Давя кулаком глаза, к забору подошел растрепанный небритый клоп в галстуке. Смущенно поздоровавшись со всеми, он стал растирать ботинком пыль.
– Гляди-кась, он в галстуке! – подковыривал Миша Чучин. – Будто конферансье, елки зеленые! Чего, Пал Федорыч, али праздник седня какой?

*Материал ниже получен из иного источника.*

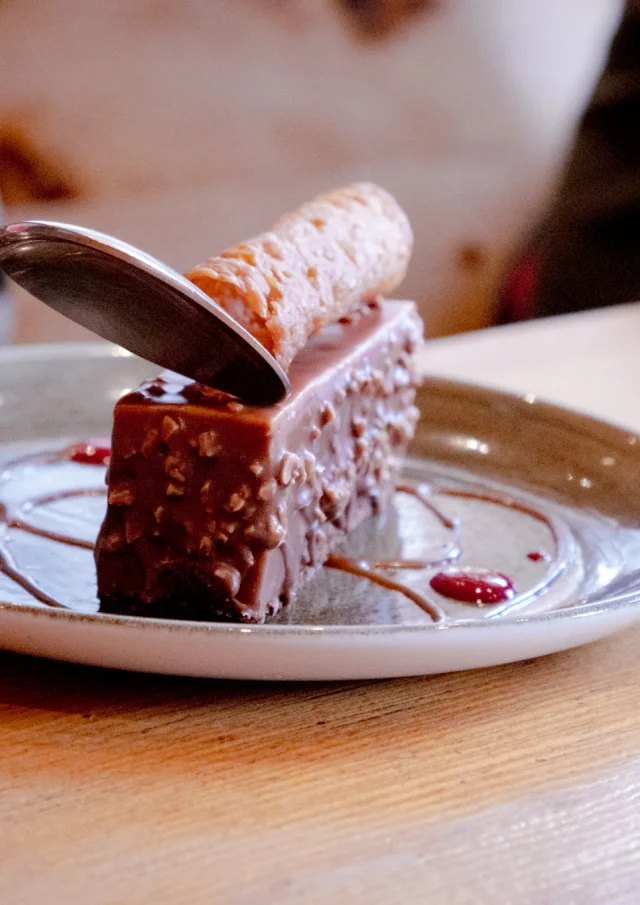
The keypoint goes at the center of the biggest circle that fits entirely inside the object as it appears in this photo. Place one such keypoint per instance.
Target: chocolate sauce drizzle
(362, 568)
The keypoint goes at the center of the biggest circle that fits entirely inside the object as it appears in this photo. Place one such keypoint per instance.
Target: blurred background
(185, 126)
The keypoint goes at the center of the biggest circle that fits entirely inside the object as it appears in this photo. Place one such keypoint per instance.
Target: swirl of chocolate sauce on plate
(479, 587)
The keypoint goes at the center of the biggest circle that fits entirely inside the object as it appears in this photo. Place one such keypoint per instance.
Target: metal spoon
(128, 297)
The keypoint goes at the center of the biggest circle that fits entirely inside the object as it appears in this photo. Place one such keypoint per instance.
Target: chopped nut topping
(309, 465)
(208, 444)
(169, 427)
(206, 546)
(358, 427)
(113, 541)
(205, 492)
(287, 465)
(238, 499)
(246, 555)
(133, 529)
(121, 496)
(173, 465)
(149, 443)
(267, 490)
(327, 413)
(229, 576)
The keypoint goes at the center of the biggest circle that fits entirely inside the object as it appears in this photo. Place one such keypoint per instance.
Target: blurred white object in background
(186, 127)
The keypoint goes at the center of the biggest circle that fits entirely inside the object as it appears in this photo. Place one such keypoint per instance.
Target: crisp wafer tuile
(314, 266)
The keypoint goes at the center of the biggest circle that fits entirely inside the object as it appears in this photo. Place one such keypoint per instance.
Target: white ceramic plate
(558, 481)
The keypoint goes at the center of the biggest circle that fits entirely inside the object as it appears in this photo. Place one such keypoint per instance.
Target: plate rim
(41, 352)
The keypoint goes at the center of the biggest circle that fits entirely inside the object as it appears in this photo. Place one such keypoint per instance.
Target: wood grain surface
(519, 784)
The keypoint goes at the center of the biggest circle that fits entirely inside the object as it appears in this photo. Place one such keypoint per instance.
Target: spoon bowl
(130, 298)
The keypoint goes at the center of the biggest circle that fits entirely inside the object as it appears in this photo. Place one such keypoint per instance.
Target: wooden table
(519, 784)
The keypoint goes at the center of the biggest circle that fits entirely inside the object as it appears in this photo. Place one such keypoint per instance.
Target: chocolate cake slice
(222, 510)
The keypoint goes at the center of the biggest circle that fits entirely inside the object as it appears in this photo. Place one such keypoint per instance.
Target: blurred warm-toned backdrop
(183, 127)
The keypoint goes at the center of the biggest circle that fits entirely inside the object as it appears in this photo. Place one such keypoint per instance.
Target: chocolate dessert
(221, 510)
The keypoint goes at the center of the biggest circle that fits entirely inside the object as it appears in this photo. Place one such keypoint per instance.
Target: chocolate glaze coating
(221, 510)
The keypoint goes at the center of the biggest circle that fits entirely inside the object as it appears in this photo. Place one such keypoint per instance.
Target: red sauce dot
(477, 586)
(95, 452)
(538, 556)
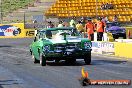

Не к вам ли кассу слили?
– Да ну, я думал, здеся, как всегда! – махнул рукой Козловский, принимаясь торопливо и порывисто ходить взад и вперед, бросая на всех резкие взгляды.
– А чего, неужто не у вас?
– Да ну… – отвернулся Козловский.
– От едрена мать, – Миша Чучин с расстройства не сразу попал папиросой в рот.
Воцарилось долгое молчание. В наступившей тишине было слышно, как шипит и трескает папироса у Миши Чучина: и так хреновый табак был в папиросах, да еще палку туда засунули – жизни нет от ворья!
– Однако неладно, мужики, – заметил Прокопыч.
– А вон Колька бежит! – увидали задние.
– Мужики! – издалека весело закричал молодой. – Нету Белогрудова под кроватью!
– Ах ты!.. – хлопнул себя по коленам Прокопыч и сплюнул в землю.
Стало опять неясно и тревожно.
– Слушай сюда, мужики! – крикнул молодой, высовывая вверх свою потную и пыльную рожу. – Чудеса, да и только! – он вдруг захохотал, ухватившись за бока, и присел.
– Что ты ржешь-то, собака! – замахнулись на него, и он заорал:
– Не, ей-богу, не вру: наш придурок на потолке сидит!
Клопы загудели. Прокопыч кончил чесать бок и некоторое время, недвижно уставившись на говорившего, размышлял. Потом, хлопнув глазами, крикнул сердито:
– Эй, парень! Как это он может на потолке сидеть, если он с потолка сейчас свалится?
Клопы разом смолкли.
– Хеть, – сказал Миша Чучин, качая головой. – Это ж надо до такого додуть! – И бросил папиросу.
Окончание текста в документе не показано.